Scripting Galaxy using the API and BioBlend
Contributors
Questions
What is a REST API?
How to interact with Galaxy programmatically?
Why and when should I use BioBlend?
Requirements
Galaxy API
- Application Programming Interface (API): the protocol defined by a software for how it can be controlled by an external program
- Galaxy provides a rich API:
- Over the HTTP protocol
- The Galaxy UI is being migrated on top of the Galaxy API
Speaker Notes
- An Application Programming Interface provides software developers with a definition of the methods to interact with a program or a library.
- When the program is a remote web server like Galaxy, the methods are represented by URIs and the communication is through the HTTP protocol.
- Nowadays, most of the Galaxy user interface makes use of the backend API to implement an asynchronous web application.
Interacting with Galaxy: UI vs. API
- The Galaxy UI is good for:
- exploring and visualizing data
- experimenting
- graphically designing workflows
- people not comfortable with the command line
- The Galaxy API is good for:
- interact programmatically with the server
- complex control: branching and looping (not yet possible in workflows)
- automate repetitive tasks
- integration with external resources
- interact programmatically with the server
Speaker Notes
- The Galaxy user interface is a better choice for explorative analysis, visualising data and drawing workflows.

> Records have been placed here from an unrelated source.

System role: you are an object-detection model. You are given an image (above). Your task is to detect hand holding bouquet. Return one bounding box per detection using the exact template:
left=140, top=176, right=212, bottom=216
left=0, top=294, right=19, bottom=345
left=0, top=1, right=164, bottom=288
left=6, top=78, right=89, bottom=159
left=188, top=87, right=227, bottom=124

- The API instead allows you to automate tasks using Galaxy’s capabilities programmatically.
- A typical use case is to upload FASTQ files as soon as your sequencer finishes writing them, and running a quality control workflow.
- Importantly, however you interact with Galaxy, you can equally benefit from features like reproducibility of the analysis and data sharing.
- In fact, all the work done via the API is still accessible when you return to the UI.
Galaxy API functionalities
- Users can:
- upload and download data
- run tools and workflows, …
- manage histories and datasets
- Admins can also manage:
- data libraries
- tools and dependencies
- users, quotas, roles…
- Source code lives at https://github.com/galaxyproject/galaxy/tree/dev/lib/galaxy/webapps/galaxy/api/
Speaker Notes
- Most of the operations you would normally perform on the Galaxy UI are available via the API.
- You can for example upload data, run tools and workflows, and manage your histories.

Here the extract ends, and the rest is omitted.